4. Santiago Bernabeu Stadium, Spain
The iconic stadium hosts games as the home stadium for Real Madrid, one of the most famous top-level teams in world football. Home to famous talents from Puskas to Zidane and CR7, the stadium is often shadowed by Camp Nou’s capacity.
With a capacity of 85,000, the ground is Spain’s 2nd largest football stadium, which was the first stadium in Europe to have hosted both a UEFA Euro final and a World Cup final as well.

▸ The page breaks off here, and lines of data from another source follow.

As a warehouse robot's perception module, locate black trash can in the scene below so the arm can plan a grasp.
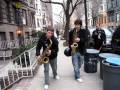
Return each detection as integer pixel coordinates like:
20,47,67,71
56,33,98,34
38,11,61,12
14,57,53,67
99,53,120,80
99,57,105,80
84,49,98,73
102,58,120,90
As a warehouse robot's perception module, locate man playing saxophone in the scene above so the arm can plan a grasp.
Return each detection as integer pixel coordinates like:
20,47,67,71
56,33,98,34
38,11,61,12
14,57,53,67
69,19,87,82
36,27,59,90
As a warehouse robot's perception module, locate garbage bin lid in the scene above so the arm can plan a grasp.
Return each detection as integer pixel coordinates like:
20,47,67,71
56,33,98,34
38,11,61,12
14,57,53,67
86,49,100,54
99,53,120,58
106,57,120,65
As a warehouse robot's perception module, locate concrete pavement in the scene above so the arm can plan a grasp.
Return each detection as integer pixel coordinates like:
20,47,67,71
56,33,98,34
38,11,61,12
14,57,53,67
9,41,103,90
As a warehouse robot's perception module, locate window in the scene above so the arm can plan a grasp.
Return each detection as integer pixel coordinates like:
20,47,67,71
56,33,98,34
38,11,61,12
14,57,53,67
22,9,27,25
37,19,40,27
9,32,14,40
25,32,30,39
5,1,11,23
0,32,6,41
0,3,3,22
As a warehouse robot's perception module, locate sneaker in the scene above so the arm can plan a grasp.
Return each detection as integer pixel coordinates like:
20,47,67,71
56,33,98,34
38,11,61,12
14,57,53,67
44,84,48,90
55,75,60,80
77,78,83,83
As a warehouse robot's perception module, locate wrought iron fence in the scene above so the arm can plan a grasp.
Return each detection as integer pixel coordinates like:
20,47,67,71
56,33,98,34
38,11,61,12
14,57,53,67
0,47,37,90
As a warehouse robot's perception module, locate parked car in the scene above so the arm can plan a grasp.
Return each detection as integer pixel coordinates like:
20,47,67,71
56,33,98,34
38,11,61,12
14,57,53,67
89,27,113,45
89,27,113,53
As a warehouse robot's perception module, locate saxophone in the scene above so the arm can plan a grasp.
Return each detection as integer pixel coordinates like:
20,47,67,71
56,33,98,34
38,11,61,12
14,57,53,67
37,39,52,65
71,31,78,55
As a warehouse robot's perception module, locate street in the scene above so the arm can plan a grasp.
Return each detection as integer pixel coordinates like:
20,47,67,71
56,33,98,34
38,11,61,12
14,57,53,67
9,41,102,90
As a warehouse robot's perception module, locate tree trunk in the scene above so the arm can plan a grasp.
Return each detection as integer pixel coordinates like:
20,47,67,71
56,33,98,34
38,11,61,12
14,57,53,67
64,16,70,45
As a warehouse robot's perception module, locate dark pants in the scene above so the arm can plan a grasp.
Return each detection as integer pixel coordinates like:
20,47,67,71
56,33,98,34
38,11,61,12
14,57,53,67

3. Wembley, United Kingdom
Undoubtedly, Wembley is one of the most beautiful grounds in modern-day football. With a huge capacity of 90,000, the ground, since it was rebuilt in 2007, has witnessed several FA Cups as well as multiple Champions League matches and finals.
Widely known to have hosted the Olympic final games of 2012 and even several athletic games Wembley Stadium is nowadays usually referred to as the “The Home of Football.”.
2. Camp Nou, Spain
The home of the legendary football club Barcelona is Spain’s and Europe’s largest stadium, as well as the second-largest football stadium in the world. The ground’s huge capacity makes it one of the wonders of the world, with a planned seating capacity exceeding 105,000. The ground has witnessed almost the entire career of generational GOAT – Lionel Messi.
1. Allianz Arena, Germany
Known as FC Bayern Munich’s home stadium, the ground had a capacity of over 70,000, as it is the second largest stadium in Germany. However, despite being the second-largest stadium, it is the most popular one as it hosted the 2012 Champions League final and is also the declared venue for the 2025 Champions League final after it was shifted from 2023. This ground also witnessed the 2006 FIFA World Cup. The stadium is one of the world’s greatest stadiums and is widely known for its electrifying atmosphere.